We are in fact in a housing crisis. There are no doubts about that fact. To resolve this crisis, we need to build truly affordable homes and complete communities, with a range of housing types and a mix of schools, stores, workplaces and parks, within our existing urban boundaries. To build these affordable homes and communities at the expense of our pristine and beautiful farmlands and heritage lands is imprudent and irresponsible.
To this end, I find the Durham Regional Official Plan to be problematic because a lot of unnecessary land is being made available for development that is not required based on the studies conducted by experts in the field. If approved, this plan would certainly would not be in the best interests of the people of Durham Region and Pickering.
Regional Council’s approval of a developer-originated, developer-friendly proposal called BILD Scenario 2A will only encourage more urban sprawl. The result will be more unaffordable homes, more cars on the road contributing to more greenhouse gasses, and more loss of prime farmland.
We need to focus on building within existing urban boundaries with a focus on the missing middle, or medium-density housing, which by their very nature are smaller homes making them more affordable for people like me. This would result in more young people moving to Durham, increasing population density which would in turn support greater investment into public transit and help keep taxes down as more people would share the tax base per acre of land while protecting land that will feed us and help mitigate the harms of climate change.

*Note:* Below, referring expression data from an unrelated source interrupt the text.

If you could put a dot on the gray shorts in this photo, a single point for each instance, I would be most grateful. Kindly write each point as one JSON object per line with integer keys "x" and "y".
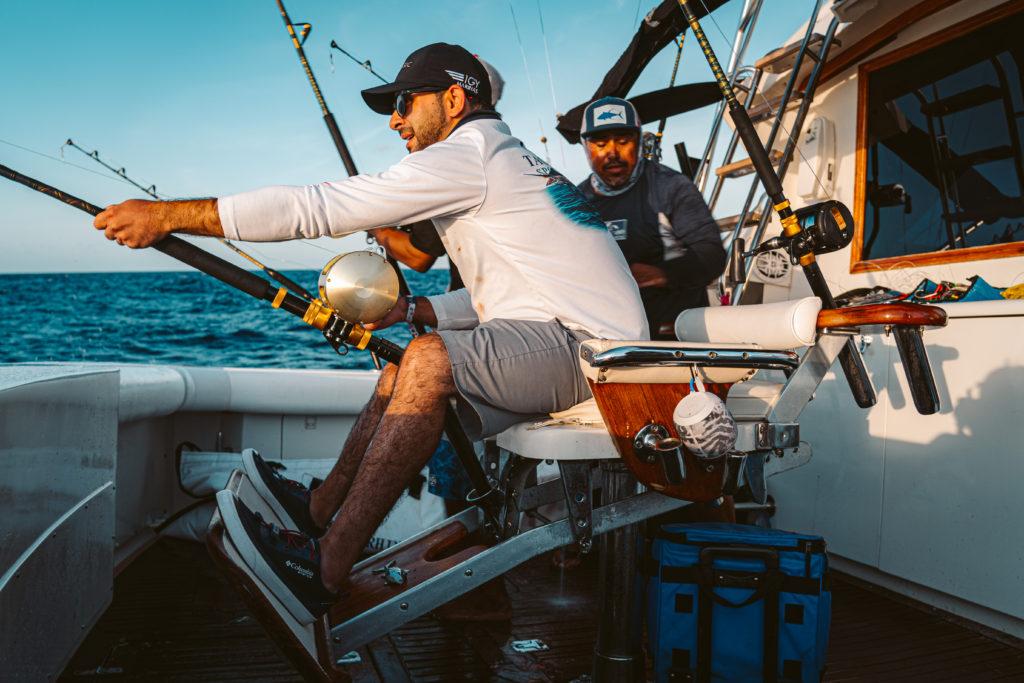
{"x": 511, "y": 371}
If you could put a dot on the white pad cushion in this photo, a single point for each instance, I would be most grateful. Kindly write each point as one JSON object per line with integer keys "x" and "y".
{"x": 543, "y": 440}
{"x": 658, "y": 374}
{"x": 770, "y": 326}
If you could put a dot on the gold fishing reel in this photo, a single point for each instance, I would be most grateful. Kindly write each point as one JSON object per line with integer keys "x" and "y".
{"x": 360, "y": 286}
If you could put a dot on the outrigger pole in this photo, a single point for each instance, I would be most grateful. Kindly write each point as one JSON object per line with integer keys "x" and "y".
{"x": 337, "y": 331}
{"x": 850, "y": 359}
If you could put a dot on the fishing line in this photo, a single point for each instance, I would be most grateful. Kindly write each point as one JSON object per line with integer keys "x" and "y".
{"x": 529, "y": 81}
{"x": 672, "y": 79}
{"x": 152, "y": 191}
{"x": 366, "y": 65}
{"x": 94, "y": 155}
{"x": 59, "y": 161}
{"x": 339, "y": 333}
{"x": 551, "y": 79}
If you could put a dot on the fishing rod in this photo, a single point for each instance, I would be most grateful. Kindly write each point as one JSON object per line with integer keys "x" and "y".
{"x": 828, "y": 223}
{"x": 339, "y": 333}
{"x": 332, "y": 125}
{"x": 366, "y": 65}
{"x": 152, "y": 191}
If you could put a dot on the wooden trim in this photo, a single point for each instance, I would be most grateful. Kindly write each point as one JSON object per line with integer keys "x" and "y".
{"x": 881, "y": 38}
{"x": 857, "y": 264}
{"x": 629, "y": 408}
{"x": 935, "y": 258}
{"x": 882, "y": 313}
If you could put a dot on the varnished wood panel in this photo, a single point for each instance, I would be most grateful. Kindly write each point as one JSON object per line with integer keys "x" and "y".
{"x": 882, "y": 313}
{"x": 881, "y": 38}
{"x": 629, "y": 408}
{"x": 859, "y": 50}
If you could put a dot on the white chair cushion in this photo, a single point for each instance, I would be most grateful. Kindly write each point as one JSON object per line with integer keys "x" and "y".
{"x": 550, "y": 440}
{"x": 658, "y": 374}
{"x": 770, "y": 326}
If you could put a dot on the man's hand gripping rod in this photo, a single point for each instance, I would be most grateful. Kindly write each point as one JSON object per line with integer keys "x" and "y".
{"x": 850, "y": 359}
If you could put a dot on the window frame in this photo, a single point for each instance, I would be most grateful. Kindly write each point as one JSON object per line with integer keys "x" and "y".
{"x": 857, "y": 264}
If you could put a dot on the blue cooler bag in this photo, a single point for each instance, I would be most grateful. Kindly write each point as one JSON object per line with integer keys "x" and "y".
{"x": 732, "y": 603}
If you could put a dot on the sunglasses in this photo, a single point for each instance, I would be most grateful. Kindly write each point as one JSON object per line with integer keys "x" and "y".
{"x": 403, "y": 98}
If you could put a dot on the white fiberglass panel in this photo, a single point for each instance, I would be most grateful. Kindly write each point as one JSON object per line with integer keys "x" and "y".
{"x": 952, "y": 501}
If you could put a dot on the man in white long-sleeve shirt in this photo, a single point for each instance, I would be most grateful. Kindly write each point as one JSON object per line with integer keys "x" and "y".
{"x": 542, "y": 273}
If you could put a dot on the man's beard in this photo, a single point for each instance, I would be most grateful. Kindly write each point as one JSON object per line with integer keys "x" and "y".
{"x": 431, "y": 130}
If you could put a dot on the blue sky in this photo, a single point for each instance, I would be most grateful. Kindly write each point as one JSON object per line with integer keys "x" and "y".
{"x": 209, "y": 98}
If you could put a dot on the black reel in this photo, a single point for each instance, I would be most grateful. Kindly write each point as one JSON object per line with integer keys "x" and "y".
{"x": 825, "y": 227}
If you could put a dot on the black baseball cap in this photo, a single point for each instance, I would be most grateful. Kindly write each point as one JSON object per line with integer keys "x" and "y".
{"x": 440, "y": 66}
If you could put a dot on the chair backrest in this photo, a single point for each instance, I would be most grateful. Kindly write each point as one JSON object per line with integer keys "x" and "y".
{"x": 775, "y": 326}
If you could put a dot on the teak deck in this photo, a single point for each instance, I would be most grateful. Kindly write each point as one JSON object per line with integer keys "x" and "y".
{"x": 174, "y": 617}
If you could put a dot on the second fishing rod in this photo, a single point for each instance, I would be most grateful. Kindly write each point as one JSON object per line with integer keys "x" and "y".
{"x": 800, "y": 243}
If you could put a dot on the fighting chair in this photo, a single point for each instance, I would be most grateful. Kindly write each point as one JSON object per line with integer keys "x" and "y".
{"x": 626, "y": 433}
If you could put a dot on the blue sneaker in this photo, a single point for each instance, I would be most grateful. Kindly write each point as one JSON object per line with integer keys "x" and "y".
{"x": 289, "y": 499}
{"x": 287, "y": 562}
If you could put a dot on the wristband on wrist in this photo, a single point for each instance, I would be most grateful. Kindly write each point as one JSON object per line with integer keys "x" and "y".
{"x": 410, "y": 308}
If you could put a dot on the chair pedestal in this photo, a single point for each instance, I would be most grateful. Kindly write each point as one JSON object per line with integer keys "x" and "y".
{"x": 617, "y": 654}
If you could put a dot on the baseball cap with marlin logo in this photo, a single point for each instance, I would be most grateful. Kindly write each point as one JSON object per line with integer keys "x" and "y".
{"x": 608, "y": 114}
{"x": 434, "y": 67}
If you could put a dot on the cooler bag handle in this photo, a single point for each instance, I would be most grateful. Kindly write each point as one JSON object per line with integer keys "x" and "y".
{"x": 761, "y": 584}
{"x": 765, "y": 586}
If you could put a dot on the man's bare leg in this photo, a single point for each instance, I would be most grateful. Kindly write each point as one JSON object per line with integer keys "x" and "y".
{"x": 406, "y": 438}
{"x": 327, "y": 498}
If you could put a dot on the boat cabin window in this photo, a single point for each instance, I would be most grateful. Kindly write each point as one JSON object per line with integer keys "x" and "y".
{"x": 940, "y": 163}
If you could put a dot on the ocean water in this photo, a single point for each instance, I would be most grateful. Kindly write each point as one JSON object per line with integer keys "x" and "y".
{"x": 184, "y": 317}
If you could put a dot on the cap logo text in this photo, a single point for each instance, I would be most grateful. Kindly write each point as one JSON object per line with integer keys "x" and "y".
{"x": 608, "y": 113}
{"x": 470, "y": 83}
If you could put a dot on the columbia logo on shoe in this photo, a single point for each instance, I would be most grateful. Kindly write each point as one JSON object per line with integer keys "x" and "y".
{"x": 300, "y": 569}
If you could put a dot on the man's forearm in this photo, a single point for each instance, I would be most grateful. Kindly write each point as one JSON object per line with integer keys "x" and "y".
{"x": 424, "y": 312}
{"x": 192, "y": 216}
{"x": 139, "y": 223}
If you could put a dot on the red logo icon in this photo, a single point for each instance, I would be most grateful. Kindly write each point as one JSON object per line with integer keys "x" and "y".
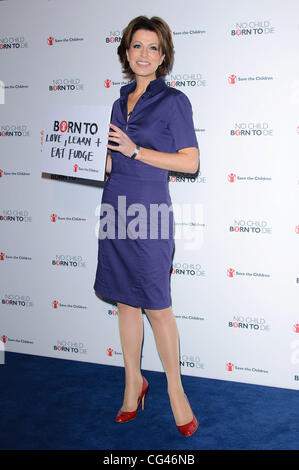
{"x": 231, "y": 177}
{"x": 107, "y": 83}
{"x": 232, "y": 79}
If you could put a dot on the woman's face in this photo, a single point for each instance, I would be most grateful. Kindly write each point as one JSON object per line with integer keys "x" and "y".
{"x": 144, "y": 54}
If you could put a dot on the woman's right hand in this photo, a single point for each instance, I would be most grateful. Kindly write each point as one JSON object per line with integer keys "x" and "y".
{"x": 108, "y": 165}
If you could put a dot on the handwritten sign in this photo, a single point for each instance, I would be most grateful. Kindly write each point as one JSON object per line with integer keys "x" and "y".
{"x": 74, "y": 140}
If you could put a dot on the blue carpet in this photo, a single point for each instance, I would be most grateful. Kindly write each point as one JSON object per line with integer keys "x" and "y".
{"x": 49, "y": 403}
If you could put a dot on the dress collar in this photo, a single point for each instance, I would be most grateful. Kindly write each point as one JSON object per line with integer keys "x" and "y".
{"x": 152, "y": 89}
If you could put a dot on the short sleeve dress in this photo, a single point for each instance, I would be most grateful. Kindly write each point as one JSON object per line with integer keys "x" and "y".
{"x": 136, "y": 229}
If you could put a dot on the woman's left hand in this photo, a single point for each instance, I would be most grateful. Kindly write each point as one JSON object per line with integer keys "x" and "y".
{"x": 125, "y": 144}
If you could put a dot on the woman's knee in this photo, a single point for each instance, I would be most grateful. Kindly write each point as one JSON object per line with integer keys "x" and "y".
{"x": 161, "y": 316}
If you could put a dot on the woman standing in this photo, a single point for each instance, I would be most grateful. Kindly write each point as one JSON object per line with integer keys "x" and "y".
{"x": 151, "y": 132}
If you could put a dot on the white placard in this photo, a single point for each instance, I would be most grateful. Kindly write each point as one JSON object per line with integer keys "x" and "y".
{"x": 74, "y": 140}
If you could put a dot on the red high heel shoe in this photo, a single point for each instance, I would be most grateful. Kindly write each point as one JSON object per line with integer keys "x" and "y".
{"x": 125, "y": 416}
{"x": 189, "y": 428}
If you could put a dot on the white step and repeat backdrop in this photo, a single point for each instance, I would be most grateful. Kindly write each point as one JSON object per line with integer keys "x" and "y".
{"x": 235, "y": 293}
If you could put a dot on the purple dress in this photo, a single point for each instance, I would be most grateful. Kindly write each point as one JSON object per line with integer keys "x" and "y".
{"x": 136, "y": 236}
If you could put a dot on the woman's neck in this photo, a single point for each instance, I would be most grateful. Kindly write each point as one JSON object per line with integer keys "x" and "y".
{"x": 142, "y": 84}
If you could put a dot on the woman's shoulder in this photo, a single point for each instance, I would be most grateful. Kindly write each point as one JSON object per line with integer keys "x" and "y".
{"x": 177, "y": 97}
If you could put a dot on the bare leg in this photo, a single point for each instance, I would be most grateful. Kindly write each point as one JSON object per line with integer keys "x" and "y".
{"x": 130, "y": 323}
{"x": 167, "y": 340}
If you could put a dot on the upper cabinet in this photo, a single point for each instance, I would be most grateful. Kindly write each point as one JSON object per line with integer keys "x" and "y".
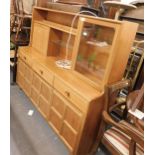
{"x": 97, "y": 48}
{"x": 98, "y": 44}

The provincial government has created a false dichotomy pitting the needs and wants of new homeowners against environment preservation. This is not a black and white issue with only two choices: protect the environment or build affordable homes. In fact, these are not mutually exclusive goals and for the provincial government to frame this issue as such is negligent.
We should all care about this as residents and community members because we all benefit heavily from the environment, particular the agricultural Greenbelt lands. From the abundant green spaces, to prime farm lands, we all benefit whether it’s through food production, flood mitigation, or recreation.
The unnecessary development of our pristine and heritage lands is a terribly short-sighted idea. Just as the decisions of the past got us to this point, decisions of today will have an indelible impact on the future that many of my generation will have to live and contend with. We must make sustainable and responsible decisions that balance the needs and wants of today without borrowing or irrevocably taking from our future.